Why is this clock signal connected to a capacitor to gnd?
C7 and R58 form a high pass filter, also known as a differentiator.
The purpose of using a differentiator in this spot is to cause a short pulse on the rising and falling edge of the clock signal.
This diagram shows the effect of a differentiator on a square wave (which your clock will be.)
As you can see, it makes short pulses on the edges of the square wave.
I'm not sure why that circuit needs the short pulses instead of the square wave, though. Too many ICs I'd have to look up to figure out what is going on.

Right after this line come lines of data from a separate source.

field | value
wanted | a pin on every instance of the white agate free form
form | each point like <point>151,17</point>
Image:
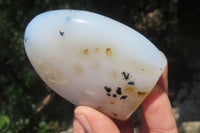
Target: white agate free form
<point>92,60</point>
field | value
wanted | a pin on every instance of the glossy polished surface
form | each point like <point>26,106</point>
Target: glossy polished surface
<point>93,60</point>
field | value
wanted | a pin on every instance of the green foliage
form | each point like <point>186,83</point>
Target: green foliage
<point>22,92</point>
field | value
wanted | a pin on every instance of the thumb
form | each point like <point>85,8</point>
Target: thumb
<point>88,120</point>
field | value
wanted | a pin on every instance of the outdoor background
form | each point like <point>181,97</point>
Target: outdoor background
<point>27,105</point>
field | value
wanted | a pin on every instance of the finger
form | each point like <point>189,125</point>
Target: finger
<point>157,115</point>
<point>125,126</point>
<point>88,120</point>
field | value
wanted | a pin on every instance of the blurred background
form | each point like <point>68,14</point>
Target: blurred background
<point>27,105</point>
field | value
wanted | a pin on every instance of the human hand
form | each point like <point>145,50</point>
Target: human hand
<point>157,115</point>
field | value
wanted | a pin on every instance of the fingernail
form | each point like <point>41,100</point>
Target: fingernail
<point>83,122</point>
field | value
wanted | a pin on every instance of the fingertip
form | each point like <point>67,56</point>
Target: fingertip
<point>93,121</point>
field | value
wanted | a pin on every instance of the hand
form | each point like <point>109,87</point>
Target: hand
<point>157,115</point>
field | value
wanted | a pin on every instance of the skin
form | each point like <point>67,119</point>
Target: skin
<point>157,115</point>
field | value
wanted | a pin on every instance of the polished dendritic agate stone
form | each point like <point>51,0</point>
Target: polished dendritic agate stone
<point>93,60</point>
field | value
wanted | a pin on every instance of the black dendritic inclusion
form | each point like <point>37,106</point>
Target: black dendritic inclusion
<point>119,91</point>
<point>123,97</point>
<point>61,33</point>
<point>108,94</point>
<point>131,83</point>
<point>114,95</point>
<point>107,89</point>
<point>126,75</point>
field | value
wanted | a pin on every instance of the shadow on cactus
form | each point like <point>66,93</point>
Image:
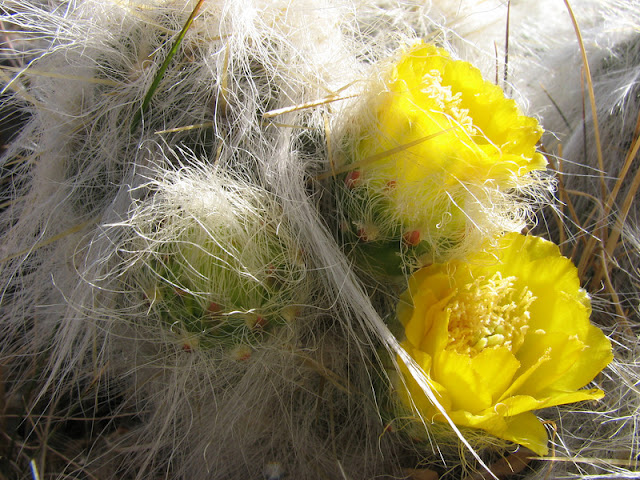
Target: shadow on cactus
<point>214,261</point>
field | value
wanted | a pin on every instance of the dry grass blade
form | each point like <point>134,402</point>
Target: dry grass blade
<point>381,156</point>
<point>303,106</point>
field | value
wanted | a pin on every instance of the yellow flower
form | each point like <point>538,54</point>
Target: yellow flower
<point>500,335</point>
<point>443,155</point>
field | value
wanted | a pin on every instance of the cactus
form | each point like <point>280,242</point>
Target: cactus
<point>435,161</point>
<point>214,261</point>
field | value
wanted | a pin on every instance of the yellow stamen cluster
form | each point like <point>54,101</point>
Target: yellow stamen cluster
<point>489,312</point>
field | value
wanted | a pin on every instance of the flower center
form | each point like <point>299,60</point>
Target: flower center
<point>489,312</point>
<point>448,103</point>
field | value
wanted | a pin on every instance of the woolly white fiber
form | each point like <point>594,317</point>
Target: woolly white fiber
<point>174,298</point>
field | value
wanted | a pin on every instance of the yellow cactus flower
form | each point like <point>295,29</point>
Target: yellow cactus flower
<point>502,334</point>
<point>442,155</point>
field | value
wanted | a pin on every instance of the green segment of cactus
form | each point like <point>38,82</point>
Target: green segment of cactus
<point>436,160</point>
<point>221,266</point>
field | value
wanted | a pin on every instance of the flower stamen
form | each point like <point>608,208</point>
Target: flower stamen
<point>489,312</point>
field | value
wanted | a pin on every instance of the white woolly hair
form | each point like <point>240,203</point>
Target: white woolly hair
<point>243,124</point>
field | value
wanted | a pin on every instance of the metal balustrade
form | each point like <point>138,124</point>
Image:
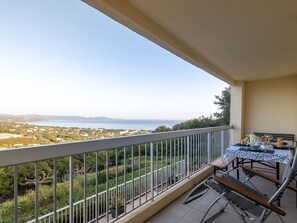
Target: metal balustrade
<point>127,163</point>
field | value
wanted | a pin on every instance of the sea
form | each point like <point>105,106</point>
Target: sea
<point>127,124</point>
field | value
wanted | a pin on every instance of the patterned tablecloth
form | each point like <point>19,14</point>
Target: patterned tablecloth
<point>279,155</point>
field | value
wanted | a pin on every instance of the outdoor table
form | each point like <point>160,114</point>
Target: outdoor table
<point>245,153</point>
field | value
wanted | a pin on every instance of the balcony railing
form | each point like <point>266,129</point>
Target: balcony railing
<point>87,178</point>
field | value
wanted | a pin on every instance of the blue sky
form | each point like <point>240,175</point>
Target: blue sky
<point>65,58</point>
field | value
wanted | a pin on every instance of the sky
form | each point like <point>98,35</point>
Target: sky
<point>66,58</point>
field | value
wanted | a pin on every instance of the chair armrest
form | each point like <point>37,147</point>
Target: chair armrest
<point>265,176</point>
<point>250,195</point>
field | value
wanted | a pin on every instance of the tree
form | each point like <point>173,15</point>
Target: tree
<point>223,102</point>
<point>162,128</point>
<point>217,119</point>
<point>200,122</point>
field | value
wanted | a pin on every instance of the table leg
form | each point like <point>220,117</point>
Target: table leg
<point>277,177</point>
<point>277,170</point>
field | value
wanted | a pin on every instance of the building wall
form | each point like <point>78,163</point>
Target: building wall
<point>271,106</point>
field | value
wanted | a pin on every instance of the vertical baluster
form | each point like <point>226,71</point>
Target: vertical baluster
<point>96,182</point>
<point>133,194</point>
<point>193,149</point>
<point>179,157</point>
<point>85,191</point>
<point>116,175</point>
<point>208,148</point>
<point>157,167</point>
<point>36,191</point>
<point>197,152</point>
<point>80,217</point>
<point>188,156</point>
<point>145,170</point>
<point>162,170</point>
<point>152,168</point>
<point>166,162</point>
<point>170,173</point>
<point>125,186</point>
<point>55,190</point>
<point>139,174</point>
<point>174,161</point>
<point>222,142</point>
<point>15,182</point>
<point>70,189</point>
<point>107,186</point>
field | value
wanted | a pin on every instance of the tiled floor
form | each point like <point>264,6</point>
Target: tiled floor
<point>194,211</point>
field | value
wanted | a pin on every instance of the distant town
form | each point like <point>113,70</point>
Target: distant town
<point>18,135</point>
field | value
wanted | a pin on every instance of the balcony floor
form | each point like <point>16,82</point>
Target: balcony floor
<point>194,211</point>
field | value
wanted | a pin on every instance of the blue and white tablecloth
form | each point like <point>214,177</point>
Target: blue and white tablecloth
<point>279,155</point>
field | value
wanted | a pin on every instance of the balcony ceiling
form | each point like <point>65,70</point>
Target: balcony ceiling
<point>233,40</point>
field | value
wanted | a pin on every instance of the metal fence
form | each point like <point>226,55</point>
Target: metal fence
<point>127,180</point>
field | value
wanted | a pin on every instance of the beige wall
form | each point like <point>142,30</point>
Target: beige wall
<point>237,111</point>
<point>271,106</point>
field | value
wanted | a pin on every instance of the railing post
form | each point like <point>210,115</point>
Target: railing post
<point>222,142</point>
<point>152,169</point>
<point>208,148</point>
<point>188,156</point>
<point>15,182</point>
<point>71,189</point>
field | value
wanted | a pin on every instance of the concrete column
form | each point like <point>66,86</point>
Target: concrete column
<point>237,111</point>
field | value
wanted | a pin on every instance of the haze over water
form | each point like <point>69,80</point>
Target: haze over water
<point>111,124</point>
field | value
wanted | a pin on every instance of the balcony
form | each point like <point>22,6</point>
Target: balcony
<point>91,176</point>
<point>194,211</point>
<point>250,46</point>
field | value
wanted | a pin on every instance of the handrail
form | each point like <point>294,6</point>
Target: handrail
<point>17,156</point>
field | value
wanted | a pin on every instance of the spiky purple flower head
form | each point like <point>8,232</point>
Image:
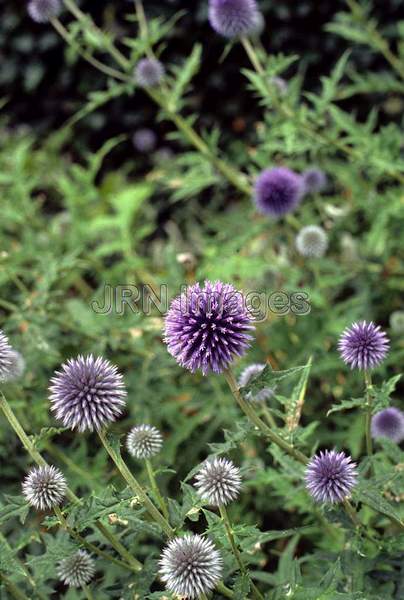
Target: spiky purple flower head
<point>206,328</point>
<point>314,180</point>
<point>190,566</point>
<point>149,72</point>
<point>363,345</point>
<point>144,140</point>
<point>330,476</point>
<point>144,441</point>
<point>218,481</point>
<point>233,18</point>
<point>87,393</point>
<point>6,356</point>
<point>277,191</point>
<point>77,570</point>
<point>42,11</point>
<point>44,487</point>
<point>389,423</point>
<point>247,375</point>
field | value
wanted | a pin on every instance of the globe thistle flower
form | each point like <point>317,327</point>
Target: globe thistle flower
<point>144,441</point>
<point>42,11</point>
<point>330,476</point>
<point>314,180</point>
<point>16,367</point>
<point>149,72</point>
<point>277,191</point>
<point>312,241</point>
<point>77,570</point>
<point>206,328</point>
<point>190,566</point>
<point>363,345</point>
<point>87,393</point>
<point>250,373</point>
<point>218,482</point>
<point>6,357</point>
<point>233,18</point>
<point>44,487</point>
<point>388,423</point>
<point>144,140</point>
<point>397,321</point>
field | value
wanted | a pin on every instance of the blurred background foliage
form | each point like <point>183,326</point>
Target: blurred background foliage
<point>80,207</point>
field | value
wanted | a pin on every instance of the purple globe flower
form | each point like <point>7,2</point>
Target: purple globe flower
<point>330,476</point>
<point>87,393</point>
<point>149,72</point>
<point>277,191</point>
<point>6,357</point>
<point>363,345</point>
<point>314,180</point>
<point>42,11</point>
<point>233,18</point>
<point>389,423</point>
<point>206,328</point>
<point>144,140</point>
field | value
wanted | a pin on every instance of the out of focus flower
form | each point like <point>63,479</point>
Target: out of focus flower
<point>87,393</point>
<point>190,566</point>
<point>233,18</point>
<point>44,487</point>
<point>330,476</point>
<point>144,140</point>
<point>363,345</point>
<point>277,191</point>
<point>314,180</point>
<point>144,441</point>
<point>149,72</point>
<point>388,423</point>
<point>250,373</point>
<point>312,241</point>
<point>218,481</point>
<point>42,11</point>
<point>206,328</point>
<point>77,570</point>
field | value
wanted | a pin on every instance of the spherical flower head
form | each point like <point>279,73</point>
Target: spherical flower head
<point>149,72</point>
<point>16,367</point>
<point>44,487</point>
<point>190,566</point>
<point>144,441</point>
<point>388,423</point>
<point>206,328</point>
<point>397,321</point>
<point>218,482</point>
<point>6,357</point>
<point>250,373</point>
<point>312,241</point>
<point>77,570</point>
<point>363,345</point>
<point>330,476</point>
<point>233,18</point>
<point>314,180</point>
<point>144,140</point>
<point>42,11</point>
<point>87,393</point>
<point>277,191</point>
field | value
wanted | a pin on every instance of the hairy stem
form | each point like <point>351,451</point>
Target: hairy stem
<point>136,487</point>
<point>236,552</point>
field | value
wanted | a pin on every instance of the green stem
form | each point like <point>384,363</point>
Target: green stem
<point>155,488</point>
<point>263,427</point>
<point>13,589</point>
<point>368,420</point>
<point>136,487</point>
<point>236,552</point>
<point>40,461</point>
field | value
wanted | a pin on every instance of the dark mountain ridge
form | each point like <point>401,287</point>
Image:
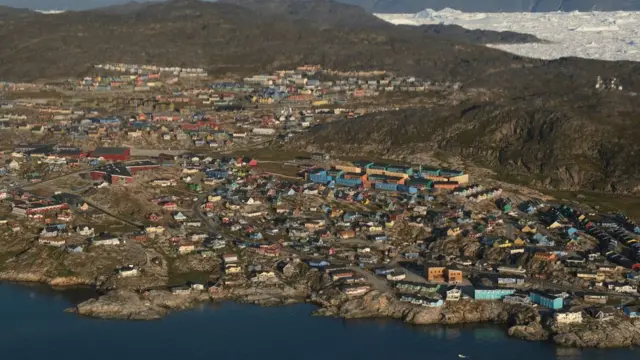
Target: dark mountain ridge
<point>225,37</point>
<point>585,140</point>
<point>541,119</point>
<point>391,6</point>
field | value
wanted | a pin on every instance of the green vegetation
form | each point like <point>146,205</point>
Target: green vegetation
<point>626,204</point>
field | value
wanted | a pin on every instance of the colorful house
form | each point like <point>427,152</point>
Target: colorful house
<point>491,293</point>
<point>546,300</point>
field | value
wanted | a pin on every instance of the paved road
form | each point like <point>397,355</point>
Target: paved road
<point>117,217</point>
<point>38,184</point>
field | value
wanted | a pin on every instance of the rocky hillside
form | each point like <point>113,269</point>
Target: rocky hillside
<point>223,38</point>
<point>226,38</point>
<point>585,140</point>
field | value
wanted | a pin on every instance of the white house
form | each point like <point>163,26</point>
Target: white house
<point>128,271</point>
<point>14,165</point>
<point>85,231</point>
<point>111,240</point>
<point>179,217</point>
<point>454,294</point>
<point>569,317</point>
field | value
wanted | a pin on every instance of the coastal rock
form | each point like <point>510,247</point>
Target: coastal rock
<point>269,295</point>
<point>599,334</point>
<point>11,275</point>
<point>531,332</point>
<point>121,305</point>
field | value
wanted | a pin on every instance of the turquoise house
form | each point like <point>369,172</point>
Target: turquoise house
<point>491,293</point>
<point>546,300</point>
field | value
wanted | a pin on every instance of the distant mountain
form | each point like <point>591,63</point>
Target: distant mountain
<point>7,12</point>
<point>390,6</point>
<point>227,38</point>
<point>412,6</point>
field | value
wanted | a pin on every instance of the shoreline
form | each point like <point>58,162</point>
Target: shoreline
<point>518,321</point>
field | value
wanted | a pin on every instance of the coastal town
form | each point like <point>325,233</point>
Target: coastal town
<point>163,187</point>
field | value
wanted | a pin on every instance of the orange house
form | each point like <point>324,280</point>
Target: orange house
<point>435,273</point>
<point>454,276</point>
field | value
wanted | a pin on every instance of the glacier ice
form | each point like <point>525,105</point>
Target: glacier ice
<point>594,35</point>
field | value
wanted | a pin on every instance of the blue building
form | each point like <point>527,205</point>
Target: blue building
<point>546,300</point>
<point>491,293</point>
<point>632,311</point>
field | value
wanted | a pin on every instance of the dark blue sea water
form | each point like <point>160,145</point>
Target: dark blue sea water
<point>33,325</point>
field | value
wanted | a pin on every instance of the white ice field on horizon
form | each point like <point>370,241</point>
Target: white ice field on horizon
<point>593,35</point>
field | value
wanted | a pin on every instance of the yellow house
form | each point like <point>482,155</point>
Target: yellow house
<point>214,198</point>
<point>503,243</point>
<point>555,225</point>
<point>154,229</point>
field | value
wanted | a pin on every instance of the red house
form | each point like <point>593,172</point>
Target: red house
<point>112,153</point>
<point>170,206</point>
<point>112,173</point>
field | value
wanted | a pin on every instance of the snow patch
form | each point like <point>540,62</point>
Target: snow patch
<point>50,12</point>
<point>594,35</point>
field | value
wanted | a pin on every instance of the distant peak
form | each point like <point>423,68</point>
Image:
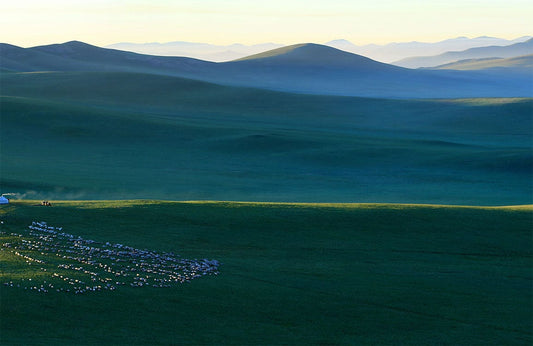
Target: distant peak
<point>343,41</point>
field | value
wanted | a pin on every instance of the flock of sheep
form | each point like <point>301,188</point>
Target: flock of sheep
<point>76,265</point>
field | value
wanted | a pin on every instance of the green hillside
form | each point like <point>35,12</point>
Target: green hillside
<point>290,274</point>
<point>305,68</point>
<point>120,135</point>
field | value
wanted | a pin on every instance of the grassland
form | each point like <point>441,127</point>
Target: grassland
<point>103,135</point>
<point>291,274</point>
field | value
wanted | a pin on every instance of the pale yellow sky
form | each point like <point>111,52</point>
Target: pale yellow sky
<point>102,22</point>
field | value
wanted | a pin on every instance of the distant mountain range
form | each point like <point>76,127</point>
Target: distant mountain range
<point>396,51</point>
<point>520,63</point>
<point>384,53</point>
<point>514,50</point>
<point>303,68</point>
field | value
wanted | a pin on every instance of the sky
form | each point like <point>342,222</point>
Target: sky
<point>101,22</point>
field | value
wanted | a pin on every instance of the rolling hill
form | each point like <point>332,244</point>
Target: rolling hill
<point>514,50</point>
<point>109,135</point>
<point>305,68</point>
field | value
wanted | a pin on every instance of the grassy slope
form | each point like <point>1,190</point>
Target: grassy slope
<point>308,68</point>
<point>119,135</point>
<point>308,274</point>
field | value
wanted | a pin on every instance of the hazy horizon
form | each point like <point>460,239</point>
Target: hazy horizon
<point>103,22</point>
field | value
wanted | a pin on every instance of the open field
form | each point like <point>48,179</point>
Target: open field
<point>290,274</point>
<point>107,135</point>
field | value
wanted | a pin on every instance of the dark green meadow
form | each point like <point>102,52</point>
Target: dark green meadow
<point>291,274</point>
<point>110,135</point>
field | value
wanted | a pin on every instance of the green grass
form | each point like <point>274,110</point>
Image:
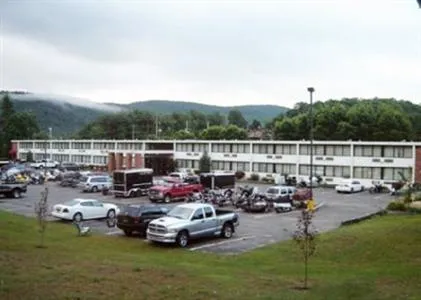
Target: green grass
<point>377,259</point>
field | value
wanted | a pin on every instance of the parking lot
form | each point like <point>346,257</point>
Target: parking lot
<point>255,230</point>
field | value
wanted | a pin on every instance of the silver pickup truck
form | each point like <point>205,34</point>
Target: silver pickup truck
<point>192,221</point>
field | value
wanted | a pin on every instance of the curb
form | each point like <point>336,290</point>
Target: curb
<point>363,218</point>
<point>320,205</point>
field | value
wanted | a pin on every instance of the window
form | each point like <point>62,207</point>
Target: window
<point>208,212</point>
<point>319,150</point>
<point>395,173</point>
<point>198,214</point>
<point>61,157</point>
<point>285,169</point>
<point>26,145</point>
<point>304,150</point>
<point>330,150</point>
<point>99,160</point>
<point>341,150</point>
<point>262,167</point>
<point>367,173</point>
<point>398,152</point>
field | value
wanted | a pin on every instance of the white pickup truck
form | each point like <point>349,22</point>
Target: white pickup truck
<point>192,221</point>
<point>45,163</point>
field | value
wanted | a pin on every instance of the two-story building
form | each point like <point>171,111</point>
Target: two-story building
<point>333,160</point>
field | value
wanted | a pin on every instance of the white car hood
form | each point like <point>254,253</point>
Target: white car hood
<point>168,221</point>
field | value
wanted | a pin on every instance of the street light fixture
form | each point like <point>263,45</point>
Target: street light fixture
<point>311,91</point>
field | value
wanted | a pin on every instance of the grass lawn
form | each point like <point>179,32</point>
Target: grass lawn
<point>377,259</point>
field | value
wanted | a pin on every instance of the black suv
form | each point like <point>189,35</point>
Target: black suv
<point>135,218</point>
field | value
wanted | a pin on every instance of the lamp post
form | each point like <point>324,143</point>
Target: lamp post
<point>47,142</point>
<point>311,91</point>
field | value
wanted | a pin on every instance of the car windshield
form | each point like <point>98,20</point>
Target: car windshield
<point>272,191</point>
<point>71,202</point>
<point>131,210</point>
<point>180,212</point>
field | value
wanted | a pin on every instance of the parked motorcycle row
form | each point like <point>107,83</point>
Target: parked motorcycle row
<point>249,199</point>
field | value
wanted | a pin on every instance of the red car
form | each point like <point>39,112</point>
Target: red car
<point>172,190</point>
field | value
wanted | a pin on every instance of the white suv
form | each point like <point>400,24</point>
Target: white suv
<point>95,183</point>
<point>45,163</point>
<point>349,186</point>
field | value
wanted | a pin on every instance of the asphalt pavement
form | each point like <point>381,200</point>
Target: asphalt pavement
<point>255,230</point>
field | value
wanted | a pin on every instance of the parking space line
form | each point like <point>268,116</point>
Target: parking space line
<point>246,237</point>
<point>114,232</point>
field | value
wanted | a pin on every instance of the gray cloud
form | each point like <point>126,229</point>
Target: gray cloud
<point>213,51</point>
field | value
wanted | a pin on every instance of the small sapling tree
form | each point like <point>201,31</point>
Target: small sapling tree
<point>205,163</point>
<point>41,210</point>
<point>305,237</point>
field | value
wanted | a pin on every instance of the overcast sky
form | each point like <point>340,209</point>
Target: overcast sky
<point>219,52</point>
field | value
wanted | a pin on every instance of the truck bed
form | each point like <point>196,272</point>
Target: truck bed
<point>220,212</point>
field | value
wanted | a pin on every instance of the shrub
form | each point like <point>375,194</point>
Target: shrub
<point>414,210</point>
<point>396,206</point>
<point>407,198</point>
<point>254,177</point>
<point>240,175</point>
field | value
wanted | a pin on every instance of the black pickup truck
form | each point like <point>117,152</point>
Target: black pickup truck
<point>13,190</point>
<point>135,217</point>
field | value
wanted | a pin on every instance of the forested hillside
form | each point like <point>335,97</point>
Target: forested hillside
<point>352,119</point>
<point>67,117</point>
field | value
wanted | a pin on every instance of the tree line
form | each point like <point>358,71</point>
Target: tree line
<point>188,125</point>
<point>347,119</point>
<point>351,119</point>
<point>16,125</point>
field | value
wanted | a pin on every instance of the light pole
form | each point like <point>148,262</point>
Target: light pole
<point>311,91</point>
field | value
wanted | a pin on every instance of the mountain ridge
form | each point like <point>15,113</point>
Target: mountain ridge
<point>66,115</point>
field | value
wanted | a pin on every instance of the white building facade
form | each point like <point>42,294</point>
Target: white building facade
<point>333,160</point>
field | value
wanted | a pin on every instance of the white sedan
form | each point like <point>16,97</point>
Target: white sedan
<point>349,186</point>
<point>84,209</point>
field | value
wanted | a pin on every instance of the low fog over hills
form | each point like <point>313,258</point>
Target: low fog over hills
<point>68,114</point>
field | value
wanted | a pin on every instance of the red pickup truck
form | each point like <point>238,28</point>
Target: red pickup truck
<point>168,191</point>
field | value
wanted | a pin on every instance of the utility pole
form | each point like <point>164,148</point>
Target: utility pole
<point>156,127</point>
<point>133,131</point>
<point>311,91</point>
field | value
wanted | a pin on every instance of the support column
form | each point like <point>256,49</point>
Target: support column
<point>417,165</point>
<point>129,160</point>
<point>111,162</point>
<point>119,161</point>
<point>138,160</point>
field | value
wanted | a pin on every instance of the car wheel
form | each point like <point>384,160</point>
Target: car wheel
<point>182,239</point>
<point>16,194</point>
<point>77,217</point>
<point>111,214</point>
<point>227,231</point>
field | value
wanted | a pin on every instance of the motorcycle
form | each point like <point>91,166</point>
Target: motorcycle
<point>195,198</point>
<point>256,203</point>
<point>244,194</point>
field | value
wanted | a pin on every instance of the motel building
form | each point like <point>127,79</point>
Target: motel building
<point>333,160</point>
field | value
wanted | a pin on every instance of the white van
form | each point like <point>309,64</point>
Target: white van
<point>95,183</point>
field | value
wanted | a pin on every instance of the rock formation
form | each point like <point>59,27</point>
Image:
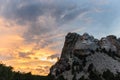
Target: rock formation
<point>86,58</point>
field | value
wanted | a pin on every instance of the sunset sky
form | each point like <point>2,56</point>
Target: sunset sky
<point>32,31</point>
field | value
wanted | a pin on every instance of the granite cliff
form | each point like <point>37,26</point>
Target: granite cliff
<point>85,58</point>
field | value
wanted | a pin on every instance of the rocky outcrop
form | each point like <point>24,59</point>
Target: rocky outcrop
<point>86,58</point>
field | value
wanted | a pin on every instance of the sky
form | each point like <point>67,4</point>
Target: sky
<point>32,32</point>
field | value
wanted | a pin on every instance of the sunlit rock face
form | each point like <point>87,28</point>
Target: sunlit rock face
<point>85,58</point>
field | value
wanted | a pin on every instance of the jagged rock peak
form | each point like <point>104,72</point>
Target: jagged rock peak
<point>85,58</point>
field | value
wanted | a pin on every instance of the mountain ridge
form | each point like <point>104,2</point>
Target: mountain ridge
<point>84,57</point>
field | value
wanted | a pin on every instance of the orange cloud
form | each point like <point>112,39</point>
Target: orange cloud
<point>14,51</point>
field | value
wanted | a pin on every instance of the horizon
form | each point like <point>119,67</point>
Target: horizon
<point>32,31</point>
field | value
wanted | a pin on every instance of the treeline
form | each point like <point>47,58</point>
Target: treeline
<point>7,73</point>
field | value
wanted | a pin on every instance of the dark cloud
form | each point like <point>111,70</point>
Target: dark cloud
<point>53,56</point>
<point>43,17</point>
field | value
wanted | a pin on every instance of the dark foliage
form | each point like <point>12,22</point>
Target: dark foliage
<point>7,73</point>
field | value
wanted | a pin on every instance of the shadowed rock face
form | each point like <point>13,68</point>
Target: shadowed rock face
<point>85,58</point>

The circuit overall is a 16-byte memory bank for a homebrew computer of some sort, with manual programming capability via the switches and lights. Probably the most complicated 16 bytes of memory you'll ever see!
The R-C combination being asked about is used only when the CPU is running — i.e., when PROG
is not asserted. It is probably being used to shorten the high time of the write-enable pulses going to the memory chips in order to meet hold-time requirements when the CPU is writing to memory. This only works if the clock high time is significantly longer than the R-C time constant.
10 nF × 1 kΩ = 10 µs
So presumably the clock is something less than 50 kHz.
Actually, the 74189 is not a slow part — the minimum write pulse width is a few tens of ns — so the R-C time constant could be much shorter, by a couple of orders of magnitude.